La instantánea de Juan Carlos I en el Gran Premio de Fórmula 1 de Abu Dabi, departiendo amablemente con el príncipe heredero de Arabia Saudí, Mohamed bin Salman, ha causado un gran revuelo político y no poca indignación. Hasta el punto de que sólo el Partido Popular parece no condenar lo desafortunado de la fotografía. 

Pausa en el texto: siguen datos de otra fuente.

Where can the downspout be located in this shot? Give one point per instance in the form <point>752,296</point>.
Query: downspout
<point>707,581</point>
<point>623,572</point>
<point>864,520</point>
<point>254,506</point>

El Emérito ha sido el primer líder occidental en retratarse con el príncipe saudí, presunto autor intelectual del asesinato del periodista Jamal Khashoggi en Estambul, según mantienen la CIA y los servicios de Inteligencia de los principales países democráticos. 

Descontrolado

Que tanto Zarzuela como Moncloa se desentiendan de esa imagen del anterior Jefe del Estado con el sátrapa de Arabia Saudí da una idea aproximada de hasta qué punto Juan Carlos I está descontrolado en sus apariciones públicas. Y más cuando también en Abu Dabi compareció junto a su hija, la infanta Cristina, en un gesto que muchos interpretan como la rehabilitación pública de la esposa de Iñaki Urdangarin.

No es ocioso recordar que la figura de Rey Emérito se consagró en un momento muy delicado y con el objetivo de no hacer tan dramática una abdicación del todo necesaria. Fue entonces cuando a Juan Carlos I se le intentó blindar con no pocas complejidades jurídicas y constitucionales, como recientemente pusieron de manifiesto las famosas cintas de Corinna

Estricta disciplina

Sea como fuere, estamos ante un problema de difícil solución: el de qué hacemos con el Emérito, que no deja de ser rey y de ser una figura representativa de la monarquía y, en consecuencia, de los intereses y de la imagen exterior de nuestro país. 

O bien se le despoja del título de Emérito con sus lógicas prebendas, o bien la Casa Real, y bajo la supervisión del Gobierno, lo somete a un férreo control y a una estricta disciplina para no torpedear ni la labor del Ejecutivo ni de Felipe VI. La propia institución monárquica y los muchos servicios prestados por Juan Carlos a España así lo merecen.